By Lou Bernard
Adult Services Coordinator
February 7, 2013
If you’ve ever been to Highland Cemetery and seen the large statue of a man, you’ve seen Peter Meitzler.
Peter Meitzler was born in Germany in the early 1830s. He was seventeen when his parents died, and he came to America with basically nothing. He started in New York City, and moved down south.
He got into the hotel business for a couple of years until the Civil War broke out, and Meitzler was drafted into the Confederates. He didn’t want to fight for the south, however, and he escaped and ran north, settling in Williamsport. He reported to Washington, now fighting for the north.
After the war, Meitzler moved to Lock Haven and started his businesses here. He had several hotels, one of which was used to house the Normal School students after the school burned down in 1888. But the one he was best known for was the Riverside Hotel at the corner of Water and Jay Streets.
In the late 1870s, he purchased two Herdic trolleys, and began delivering passengers for a five-cent fare.When it didn’t make a profit, an angry Meitzler smashed the trolleys with an axe on the street at high noon.
“This ended that street car line,” his obituary read.

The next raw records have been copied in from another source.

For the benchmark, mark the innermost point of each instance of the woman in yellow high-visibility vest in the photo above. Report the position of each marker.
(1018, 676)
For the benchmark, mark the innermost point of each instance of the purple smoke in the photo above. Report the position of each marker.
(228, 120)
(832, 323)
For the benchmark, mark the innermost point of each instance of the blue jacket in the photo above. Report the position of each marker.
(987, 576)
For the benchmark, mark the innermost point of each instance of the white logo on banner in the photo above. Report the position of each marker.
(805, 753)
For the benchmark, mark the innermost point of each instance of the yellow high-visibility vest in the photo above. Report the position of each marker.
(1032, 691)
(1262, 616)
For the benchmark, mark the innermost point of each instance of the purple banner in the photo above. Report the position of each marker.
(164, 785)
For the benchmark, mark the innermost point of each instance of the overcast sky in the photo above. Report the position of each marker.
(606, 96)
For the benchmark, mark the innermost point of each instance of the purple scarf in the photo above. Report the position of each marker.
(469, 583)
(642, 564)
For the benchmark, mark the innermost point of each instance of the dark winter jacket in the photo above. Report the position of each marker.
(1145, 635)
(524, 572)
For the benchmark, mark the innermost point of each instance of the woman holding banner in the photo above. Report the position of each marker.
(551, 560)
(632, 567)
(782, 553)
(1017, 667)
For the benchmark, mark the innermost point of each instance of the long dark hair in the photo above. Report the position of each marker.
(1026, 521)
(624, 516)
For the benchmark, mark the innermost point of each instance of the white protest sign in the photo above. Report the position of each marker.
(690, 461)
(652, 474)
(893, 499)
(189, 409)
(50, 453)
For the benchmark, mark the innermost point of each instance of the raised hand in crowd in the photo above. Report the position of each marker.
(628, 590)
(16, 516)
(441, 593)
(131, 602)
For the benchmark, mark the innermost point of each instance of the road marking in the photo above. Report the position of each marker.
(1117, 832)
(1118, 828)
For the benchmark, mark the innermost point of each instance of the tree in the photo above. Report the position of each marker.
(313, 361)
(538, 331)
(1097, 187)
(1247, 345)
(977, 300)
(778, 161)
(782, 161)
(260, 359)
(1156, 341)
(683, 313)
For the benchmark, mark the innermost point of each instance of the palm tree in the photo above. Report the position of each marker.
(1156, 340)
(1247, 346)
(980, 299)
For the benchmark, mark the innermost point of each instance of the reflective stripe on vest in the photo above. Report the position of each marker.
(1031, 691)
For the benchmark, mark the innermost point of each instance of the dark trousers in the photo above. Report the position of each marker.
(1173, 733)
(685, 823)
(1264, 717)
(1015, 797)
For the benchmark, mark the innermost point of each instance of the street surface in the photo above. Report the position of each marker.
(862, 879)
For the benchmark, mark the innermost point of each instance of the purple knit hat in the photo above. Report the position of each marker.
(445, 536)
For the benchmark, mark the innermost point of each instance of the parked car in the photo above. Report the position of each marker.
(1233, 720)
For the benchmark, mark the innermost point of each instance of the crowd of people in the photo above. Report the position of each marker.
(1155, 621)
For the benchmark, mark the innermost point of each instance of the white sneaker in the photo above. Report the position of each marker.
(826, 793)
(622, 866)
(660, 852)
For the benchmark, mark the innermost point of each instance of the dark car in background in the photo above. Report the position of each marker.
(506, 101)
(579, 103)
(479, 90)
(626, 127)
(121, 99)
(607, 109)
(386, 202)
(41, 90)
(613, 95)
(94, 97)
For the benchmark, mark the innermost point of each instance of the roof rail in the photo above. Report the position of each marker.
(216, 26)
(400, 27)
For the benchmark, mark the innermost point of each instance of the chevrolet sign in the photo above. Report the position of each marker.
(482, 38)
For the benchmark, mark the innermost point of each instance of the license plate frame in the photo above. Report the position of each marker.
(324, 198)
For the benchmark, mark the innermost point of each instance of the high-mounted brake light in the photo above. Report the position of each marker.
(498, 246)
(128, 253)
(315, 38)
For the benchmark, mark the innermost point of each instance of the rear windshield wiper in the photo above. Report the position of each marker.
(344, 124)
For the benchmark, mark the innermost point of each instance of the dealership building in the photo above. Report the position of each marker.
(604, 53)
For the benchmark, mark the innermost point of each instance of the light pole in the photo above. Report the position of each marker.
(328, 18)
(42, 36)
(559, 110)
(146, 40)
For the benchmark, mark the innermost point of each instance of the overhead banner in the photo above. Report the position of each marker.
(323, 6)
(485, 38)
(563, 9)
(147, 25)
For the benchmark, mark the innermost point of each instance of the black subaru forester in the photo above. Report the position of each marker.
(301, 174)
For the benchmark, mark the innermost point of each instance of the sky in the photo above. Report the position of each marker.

Later, Meitzler suffered from rheumatism, and was in pain. This led to a suicide attempt in January 1900. Meitzler shot himself in the chest. Local doctors said the bullet missed his heart. Meitzler told them that he was trying to put himself out of his misery.He lived another nine years and later claimed the wound cured his rheumatism, telling everyone how he’d managed that. It was like an infomercial, with Meitzler advocating shooting yourself as a cure. (Don’t try this at home.)
Later, when informed he had Bright’s disease, he purchased a site at the top of Highland Cemetery and erected the statue of himself, holding a beer mug.
In the summer of 1908, he had a disagreement with the Highland Cemetery Company, threatening to move the statue to Williamsport. Probably he would have, too, if it hadn’t included digging up his wife and daughter and moving them, as well.
Meitzler died not long after, and was buried with them under his statue. Not long after, an anti-alcohol group came and smashed his glass off, leaving him up there forever with nothing to drink.